In the moments before a victim is stabbed, shot, head pummeled into concrete or whatever.
The victim must make a possibly split second decision on whether or not the threat is gravely dangerous to life or health and if it's possible and safe to flee or if it's safer for them to defend themselves with deadly force if they can.
What if they are wrong about any part of the decision?
What if they decide to flee and get shot in the back?
Then a lack of stand your ground just cost them their lives.
What if the decide to defend themselves and it turns out that they could have ran but for some reason did not, maybe they were too scared to run?
Then the lack of stand your ground means they go to jail for being a victim of a crime.
Without stand your ground laws it puts an awful lot of decisions on the person who is the victim that they should not have to make, nor be penalized for if they decide wrong.
An issue in this case is whether the defendant acted in self-defense. It is a defense to the offense with which George Zimmerman is charged if the death
of Trayvon Martin resulted from the justifiable use of deadly force.
"Deadly force" means force likely to cause death or great bodily harm.
A person is justified in using deadly force if he reasonably believes that such force is necessary to prevent (1) imminent death or great bodily harm to himself or another or (2) the imminent commission of aggravated battery against himself or another.
Aggravated battery is intentionally touching or striking another against his or her will, and in committing the battery, intentionally or knowingly causing great bodily harm, permanent disability or permanent disfigurement to the other person.

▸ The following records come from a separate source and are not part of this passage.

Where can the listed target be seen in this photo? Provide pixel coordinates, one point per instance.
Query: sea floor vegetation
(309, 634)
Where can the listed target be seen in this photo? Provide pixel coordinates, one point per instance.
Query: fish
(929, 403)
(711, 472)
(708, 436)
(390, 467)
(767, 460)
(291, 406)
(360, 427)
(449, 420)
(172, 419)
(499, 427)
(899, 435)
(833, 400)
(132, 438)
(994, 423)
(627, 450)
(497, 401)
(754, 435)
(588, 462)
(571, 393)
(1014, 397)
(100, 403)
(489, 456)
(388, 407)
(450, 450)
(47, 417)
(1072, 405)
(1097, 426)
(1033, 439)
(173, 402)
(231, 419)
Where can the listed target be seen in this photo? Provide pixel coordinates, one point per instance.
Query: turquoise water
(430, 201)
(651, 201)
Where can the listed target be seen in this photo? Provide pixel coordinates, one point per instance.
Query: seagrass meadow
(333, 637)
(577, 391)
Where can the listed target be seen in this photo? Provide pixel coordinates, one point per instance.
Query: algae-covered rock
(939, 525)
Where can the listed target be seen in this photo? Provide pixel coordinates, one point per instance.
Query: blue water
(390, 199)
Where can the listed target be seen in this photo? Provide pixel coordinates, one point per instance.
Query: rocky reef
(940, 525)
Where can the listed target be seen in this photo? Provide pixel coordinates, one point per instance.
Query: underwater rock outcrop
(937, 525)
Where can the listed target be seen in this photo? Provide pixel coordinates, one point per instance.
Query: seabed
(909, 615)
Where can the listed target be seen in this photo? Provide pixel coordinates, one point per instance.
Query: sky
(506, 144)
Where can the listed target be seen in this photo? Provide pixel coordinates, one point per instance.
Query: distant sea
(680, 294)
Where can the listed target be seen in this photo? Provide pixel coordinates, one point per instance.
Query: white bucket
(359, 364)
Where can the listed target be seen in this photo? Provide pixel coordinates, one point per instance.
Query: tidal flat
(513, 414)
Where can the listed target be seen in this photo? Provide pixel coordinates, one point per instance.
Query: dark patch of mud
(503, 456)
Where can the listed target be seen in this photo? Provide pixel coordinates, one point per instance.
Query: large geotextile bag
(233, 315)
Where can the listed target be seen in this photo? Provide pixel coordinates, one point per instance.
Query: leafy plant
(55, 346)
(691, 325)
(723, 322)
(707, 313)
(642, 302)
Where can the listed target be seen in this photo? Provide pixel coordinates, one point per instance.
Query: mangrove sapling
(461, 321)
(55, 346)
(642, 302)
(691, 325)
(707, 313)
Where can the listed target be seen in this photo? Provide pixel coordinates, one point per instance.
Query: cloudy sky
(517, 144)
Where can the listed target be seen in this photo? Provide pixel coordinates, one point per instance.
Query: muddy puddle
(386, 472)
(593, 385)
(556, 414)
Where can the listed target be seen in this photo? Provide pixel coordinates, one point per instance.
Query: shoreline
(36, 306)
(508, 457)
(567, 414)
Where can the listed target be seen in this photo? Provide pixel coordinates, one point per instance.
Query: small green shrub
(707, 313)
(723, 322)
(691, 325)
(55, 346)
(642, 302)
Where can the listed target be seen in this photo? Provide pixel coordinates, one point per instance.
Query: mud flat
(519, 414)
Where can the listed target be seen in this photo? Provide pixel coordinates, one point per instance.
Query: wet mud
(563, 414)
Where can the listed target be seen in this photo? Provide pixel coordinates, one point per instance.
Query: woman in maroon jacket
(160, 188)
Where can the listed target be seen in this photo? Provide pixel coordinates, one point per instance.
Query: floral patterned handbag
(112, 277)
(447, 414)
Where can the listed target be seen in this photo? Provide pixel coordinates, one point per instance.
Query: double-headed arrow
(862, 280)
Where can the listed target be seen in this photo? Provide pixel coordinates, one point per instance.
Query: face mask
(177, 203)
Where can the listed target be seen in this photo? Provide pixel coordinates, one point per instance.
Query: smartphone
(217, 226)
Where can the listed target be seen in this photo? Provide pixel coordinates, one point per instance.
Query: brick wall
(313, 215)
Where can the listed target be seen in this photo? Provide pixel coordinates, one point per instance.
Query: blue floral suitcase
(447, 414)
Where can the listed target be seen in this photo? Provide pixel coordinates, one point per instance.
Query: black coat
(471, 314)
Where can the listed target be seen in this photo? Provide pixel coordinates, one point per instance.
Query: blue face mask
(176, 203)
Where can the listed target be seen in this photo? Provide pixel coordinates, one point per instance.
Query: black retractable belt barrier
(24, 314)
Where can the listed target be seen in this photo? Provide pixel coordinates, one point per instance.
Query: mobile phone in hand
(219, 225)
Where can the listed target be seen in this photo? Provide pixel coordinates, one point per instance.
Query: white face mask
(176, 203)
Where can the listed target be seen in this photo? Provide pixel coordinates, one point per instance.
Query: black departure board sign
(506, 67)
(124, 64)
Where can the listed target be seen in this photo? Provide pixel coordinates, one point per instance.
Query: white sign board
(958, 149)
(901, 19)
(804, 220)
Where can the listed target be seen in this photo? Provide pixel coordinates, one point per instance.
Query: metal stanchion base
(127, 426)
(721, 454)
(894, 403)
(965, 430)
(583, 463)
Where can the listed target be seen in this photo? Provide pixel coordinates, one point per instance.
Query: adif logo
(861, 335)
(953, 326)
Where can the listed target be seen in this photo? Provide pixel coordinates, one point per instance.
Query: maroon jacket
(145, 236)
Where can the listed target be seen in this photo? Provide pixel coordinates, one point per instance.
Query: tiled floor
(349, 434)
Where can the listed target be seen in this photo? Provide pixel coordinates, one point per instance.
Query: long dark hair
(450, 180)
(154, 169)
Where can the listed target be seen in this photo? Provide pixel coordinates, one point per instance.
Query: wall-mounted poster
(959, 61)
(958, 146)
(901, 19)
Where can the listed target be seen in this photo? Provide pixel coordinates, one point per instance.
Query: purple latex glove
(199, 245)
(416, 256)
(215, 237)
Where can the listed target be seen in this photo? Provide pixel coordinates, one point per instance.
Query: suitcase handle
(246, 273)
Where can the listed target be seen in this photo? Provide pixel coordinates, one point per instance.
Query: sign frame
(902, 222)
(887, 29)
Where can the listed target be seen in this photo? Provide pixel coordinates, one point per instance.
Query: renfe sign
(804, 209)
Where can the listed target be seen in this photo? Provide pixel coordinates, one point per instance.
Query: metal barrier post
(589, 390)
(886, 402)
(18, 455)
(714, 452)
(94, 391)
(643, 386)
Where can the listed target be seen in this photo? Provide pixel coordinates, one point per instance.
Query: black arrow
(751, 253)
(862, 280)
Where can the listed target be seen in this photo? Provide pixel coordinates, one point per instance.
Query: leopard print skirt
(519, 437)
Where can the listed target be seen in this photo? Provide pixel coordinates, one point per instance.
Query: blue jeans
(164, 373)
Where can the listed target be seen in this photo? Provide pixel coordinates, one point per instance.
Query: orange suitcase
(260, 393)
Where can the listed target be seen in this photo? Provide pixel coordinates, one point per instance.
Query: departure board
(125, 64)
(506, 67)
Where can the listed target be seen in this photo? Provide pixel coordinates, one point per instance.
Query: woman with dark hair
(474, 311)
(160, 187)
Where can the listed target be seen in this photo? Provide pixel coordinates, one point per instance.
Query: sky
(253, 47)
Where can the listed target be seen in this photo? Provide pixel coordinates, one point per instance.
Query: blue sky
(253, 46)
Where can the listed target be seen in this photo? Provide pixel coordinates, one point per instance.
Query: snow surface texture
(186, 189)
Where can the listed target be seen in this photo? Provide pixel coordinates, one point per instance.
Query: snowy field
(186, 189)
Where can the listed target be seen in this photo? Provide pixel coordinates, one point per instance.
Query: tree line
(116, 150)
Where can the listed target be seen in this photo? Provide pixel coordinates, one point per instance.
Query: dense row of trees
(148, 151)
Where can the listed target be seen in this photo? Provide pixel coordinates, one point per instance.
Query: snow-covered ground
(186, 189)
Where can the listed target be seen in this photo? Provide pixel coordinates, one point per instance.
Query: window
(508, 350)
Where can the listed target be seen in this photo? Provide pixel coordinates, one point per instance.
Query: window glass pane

In deciding whether defendant was justified in the use of deadly force, you must judge him by the circumstances by which he was surrounded at the time the force was used. The danger facing the defendant need not have been actual; however, to justify the use of deadly force, the appearance of danger must have been so real that a reasonably cautious and prudent person under the same circumstances would have believed that the danger could be avoided only through the use of that force. Based upon appearances, the defendant must have actually believed that the danger was real.
If the defendant was not engaged in an unlawful activity and was attacked in any place where he had a right to be, he had no duty to retreat and had the right to stand his ground and meet force with force, including deadly force, if he reasonably believed that it was necessary to do so to prevent death or great bodily harm to himself or to prevent the commission of a forcible felony.
In considering the issue of self-defense, you may take into account the relative physical abilities and capacities of the defendant and Trayvon Martin.
If in your consideration of the issue of self-defense you have a reasonable doubt on the question of whether the defendant was justified in the use of deadly force, you should find the defendant not guilty.
However, if from the evidence you are convinced that the defendant was not justified in the use of deadly force, you should find him guilty if all the elements of the charge have been proved.
I thought stand your ground had nothing to do with the case?????